Based on this concept, Elizabeth established the first variation of our Peer Support Program called “Fifth Form/First Form”. Thirty students were trained as peer leaders and provided the latest information surrounding drug abuse, and how to promote this information to other students throughout the school to combat the issue. In the first few years a total of 22 schools were participating in Fifth Form/ First Form and small discussion groups were also introduced into primary schools. The word and the program began to spread.
Interest was not only in Australia, but internationally as well. In 1976, the program was presented in Canada, America and the United Kingdom. In early 1980, Rotary became interested and Rotarian David Stanton was instrumental in establishing a steering committee to administer the program on a state-wide basis. David was a long serving board member and later became Chair. This Steering Committee transitioned the work that was being done by Elizabeth Campbell and her volunteers into a formal organisation known as the Peer Support Foundation.
In June 1983, The Peer Support Foundation was formed. James Dibble was the inaugural Chair and an office was established in Manly, NSW. The work of the Foundation began to spread with branches being established across the country to run the Program. Although government support was strong, funding was always adhoc, particularly in these early years. It was through the commitment of the Board, volunteers, schools and in particular Elizabeth and Don Campbell, that the vision remained alive. By the mid-eighties, thousands of teachers and hundreds of schools were participating in the Peer Support Program. The Program was being used in more countries such as New Zealand, South Africa and Singapore. In 1989, the Peer Support Foundation offices moved to Brookvale on the Northern Beaches of NSW. It wouldn’t be until April 2016 that the office would move again; this time to Macquarie Park, Sydney.
The legal trading name remains The Peer Support Foundation though now trades as Peer Support Australia to reflect the national spread of the Program. There are now teachers in schools who were once Peer Leaders as students. Thousands of schools participate each year and more than ½ million students participate annually in a Peer Support Program. The initial Peer Support Program was designed to give senior students leadership opportunities, while providing younger students a caring and friendly support network throughout the school, as is still the case today.
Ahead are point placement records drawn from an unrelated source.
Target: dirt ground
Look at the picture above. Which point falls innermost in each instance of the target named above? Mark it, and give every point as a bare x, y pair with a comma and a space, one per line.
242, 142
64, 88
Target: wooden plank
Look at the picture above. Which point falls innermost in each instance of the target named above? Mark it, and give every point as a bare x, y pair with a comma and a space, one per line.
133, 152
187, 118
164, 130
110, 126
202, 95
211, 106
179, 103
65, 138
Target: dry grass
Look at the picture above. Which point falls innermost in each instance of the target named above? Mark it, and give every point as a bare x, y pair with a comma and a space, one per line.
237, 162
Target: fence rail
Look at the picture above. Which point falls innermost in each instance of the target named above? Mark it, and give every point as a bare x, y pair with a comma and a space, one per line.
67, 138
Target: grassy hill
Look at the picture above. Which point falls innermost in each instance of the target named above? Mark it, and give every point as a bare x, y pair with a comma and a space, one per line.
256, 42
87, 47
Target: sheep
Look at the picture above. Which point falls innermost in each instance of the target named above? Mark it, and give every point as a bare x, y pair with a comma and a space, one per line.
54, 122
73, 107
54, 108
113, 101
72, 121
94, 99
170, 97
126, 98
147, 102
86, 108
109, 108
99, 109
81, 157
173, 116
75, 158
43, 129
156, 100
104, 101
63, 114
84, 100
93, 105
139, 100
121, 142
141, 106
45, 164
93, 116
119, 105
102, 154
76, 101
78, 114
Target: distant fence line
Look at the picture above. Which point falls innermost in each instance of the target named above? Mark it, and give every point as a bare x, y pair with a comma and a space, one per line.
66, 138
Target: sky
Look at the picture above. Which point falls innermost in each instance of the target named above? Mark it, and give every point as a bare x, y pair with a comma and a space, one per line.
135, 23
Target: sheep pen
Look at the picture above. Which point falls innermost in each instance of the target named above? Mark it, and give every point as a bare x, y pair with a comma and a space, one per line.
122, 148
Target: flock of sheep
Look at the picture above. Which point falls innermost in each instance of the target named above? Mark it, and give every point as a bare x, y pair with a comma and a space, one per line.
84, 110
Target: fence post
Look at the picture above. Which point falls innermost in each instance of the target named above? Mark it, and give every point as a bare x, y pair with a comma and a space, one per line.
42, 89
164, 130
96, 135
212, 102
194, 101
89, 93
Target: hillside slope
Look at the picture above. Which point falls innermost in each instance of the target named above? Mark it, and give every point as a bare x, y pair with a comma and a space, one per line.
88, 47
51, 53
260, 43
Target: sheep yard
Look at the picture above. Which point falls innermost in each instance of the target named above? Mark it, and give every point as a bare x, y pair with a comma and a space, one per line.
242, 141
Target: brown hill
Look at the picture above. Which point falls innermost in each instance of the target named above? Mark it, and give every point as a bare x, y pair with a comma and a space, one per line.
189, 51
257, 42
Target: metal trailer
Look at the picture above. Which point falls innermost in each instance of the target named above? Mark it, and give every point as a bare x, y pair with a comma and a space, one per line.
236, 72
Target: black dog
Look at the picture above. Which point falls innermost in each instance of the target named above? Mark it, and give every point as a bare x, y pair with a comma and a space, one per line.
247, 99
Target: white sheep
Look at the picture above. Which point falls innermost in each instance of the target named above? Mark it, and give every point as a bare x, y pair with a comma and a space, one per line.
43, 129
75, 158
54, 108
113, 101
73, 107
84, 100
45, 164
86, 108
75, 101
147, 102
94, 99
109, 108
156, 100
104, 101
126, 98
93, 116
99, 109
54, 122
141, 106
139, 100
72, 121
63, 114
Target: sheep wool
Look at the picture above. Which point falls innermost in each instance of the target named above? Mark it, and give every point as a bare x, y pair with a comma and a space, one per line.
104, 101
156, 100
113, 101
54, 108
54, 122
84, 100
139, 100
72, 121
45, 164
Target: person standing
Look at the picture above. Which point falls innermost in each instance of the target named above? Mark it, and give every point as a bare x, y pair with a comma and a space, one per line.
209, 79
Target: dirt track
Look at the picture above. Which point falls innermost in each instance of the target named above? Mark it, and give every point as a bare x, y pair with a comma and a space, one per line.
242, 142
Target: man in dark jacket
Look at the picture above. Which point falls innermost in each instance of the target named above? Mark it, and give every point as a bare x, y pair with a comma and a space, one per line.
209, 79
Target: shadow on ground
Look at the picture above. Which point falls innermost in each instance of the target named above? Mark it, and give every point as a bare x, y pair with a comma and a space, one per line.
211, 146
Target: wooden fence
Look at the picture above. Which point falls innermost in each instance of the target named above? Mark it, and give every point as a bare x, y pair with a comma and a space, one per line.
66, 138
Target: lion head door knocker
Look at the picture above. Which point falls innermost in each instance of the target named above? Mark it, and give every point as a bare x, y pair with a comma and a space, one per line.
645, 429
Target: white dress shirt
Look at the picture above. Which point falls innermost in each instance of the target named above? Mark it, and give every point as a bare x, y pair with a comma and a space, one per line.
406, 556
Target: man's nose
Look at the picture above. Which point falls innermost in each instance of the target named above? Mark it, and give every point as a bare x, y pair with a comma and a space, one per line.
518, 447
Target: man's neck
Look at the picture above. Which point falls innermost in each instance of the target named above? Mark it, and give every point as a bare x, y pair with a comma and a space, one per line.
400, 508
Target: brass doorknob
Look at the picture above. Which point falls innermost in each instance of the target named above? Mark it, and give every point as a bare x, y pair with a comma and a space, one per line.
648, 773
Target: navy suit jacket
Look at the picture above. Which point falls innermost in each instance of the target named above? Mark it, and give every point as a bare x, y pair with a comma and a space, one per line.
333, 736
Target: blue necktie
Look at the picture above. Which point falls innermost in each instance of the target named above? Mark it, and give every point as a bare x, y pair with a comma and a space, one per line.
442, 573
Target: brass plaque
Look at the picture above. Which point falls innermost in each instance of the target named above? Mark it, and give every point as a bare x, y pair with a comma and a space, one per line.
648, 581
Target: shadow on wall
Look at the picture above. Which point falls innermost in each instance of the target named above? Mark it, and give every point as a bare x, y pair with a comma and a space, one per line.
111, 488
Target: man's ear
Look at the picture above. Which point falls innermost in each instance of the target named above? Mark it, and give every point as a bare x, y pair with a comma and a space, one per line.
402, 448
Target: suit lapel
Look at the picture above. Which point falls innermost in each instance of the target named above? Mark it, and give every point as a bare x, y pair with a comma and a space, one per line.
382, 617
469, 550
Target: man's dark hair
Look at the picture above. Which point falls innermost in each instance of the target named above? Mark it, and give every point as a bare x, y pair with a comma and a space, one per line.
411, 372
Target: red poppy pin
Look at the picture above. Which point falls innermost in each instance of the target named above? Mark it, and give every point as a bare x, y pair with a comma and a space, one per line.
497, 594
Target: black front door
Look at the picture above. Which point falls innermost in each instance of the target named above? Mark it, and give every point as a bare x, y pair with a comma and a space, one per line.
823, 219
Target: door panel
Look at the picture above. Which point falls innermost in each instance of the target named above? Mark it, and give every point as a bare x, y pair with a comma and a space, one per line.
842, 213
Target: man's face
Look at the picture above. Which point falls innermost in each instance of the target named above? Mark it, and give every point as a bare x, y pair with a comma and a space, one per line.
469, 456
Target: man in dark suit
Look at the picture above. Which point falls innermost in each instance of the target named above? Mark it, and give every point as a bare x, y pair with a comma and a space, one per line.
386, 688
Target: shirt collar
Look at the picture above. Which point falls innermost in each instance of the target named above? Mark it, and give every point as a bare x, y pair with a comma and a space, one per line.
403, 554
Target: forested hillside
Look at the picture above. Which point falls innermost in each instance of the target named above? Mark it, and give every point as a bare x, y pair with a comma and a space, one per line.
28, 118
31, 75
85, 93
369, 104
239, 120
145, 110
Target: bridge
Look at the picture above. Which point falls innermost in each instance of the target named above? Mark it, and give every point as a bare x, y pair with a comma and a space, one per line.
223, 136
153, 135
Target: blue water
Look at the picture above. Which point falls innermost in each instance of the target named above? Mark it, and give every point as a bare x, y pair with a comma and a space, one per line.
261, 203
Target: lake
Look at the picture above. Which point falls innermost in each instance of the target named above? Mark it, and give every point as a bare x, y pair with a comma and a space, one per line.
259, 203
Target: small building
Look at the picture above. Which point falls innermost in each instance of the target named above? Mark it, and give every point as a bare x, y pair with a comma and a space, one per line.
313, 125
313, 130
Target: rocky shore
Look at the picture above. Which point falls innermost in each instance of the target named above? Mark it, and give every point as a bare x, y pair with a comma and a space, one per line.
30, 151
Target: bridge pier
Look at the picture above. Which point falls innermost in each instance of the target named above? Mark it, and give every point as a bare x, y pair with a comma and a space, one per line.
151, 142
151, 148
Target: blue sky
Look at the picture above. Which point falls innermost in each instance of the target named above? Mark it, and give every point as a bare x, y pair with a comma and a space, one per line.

The early work was drug education but the Foundation realised it’s more than providing information on one issue; but providing students with opportunities to develop and practise skills and strategies to improve their mental, social and emotional wellbeing. Most importantly, at its core, the Peer Support Program has always been about placing students at the centre of their learning, where they are empowered with practical skills and strategies to positively navigate life and relationships.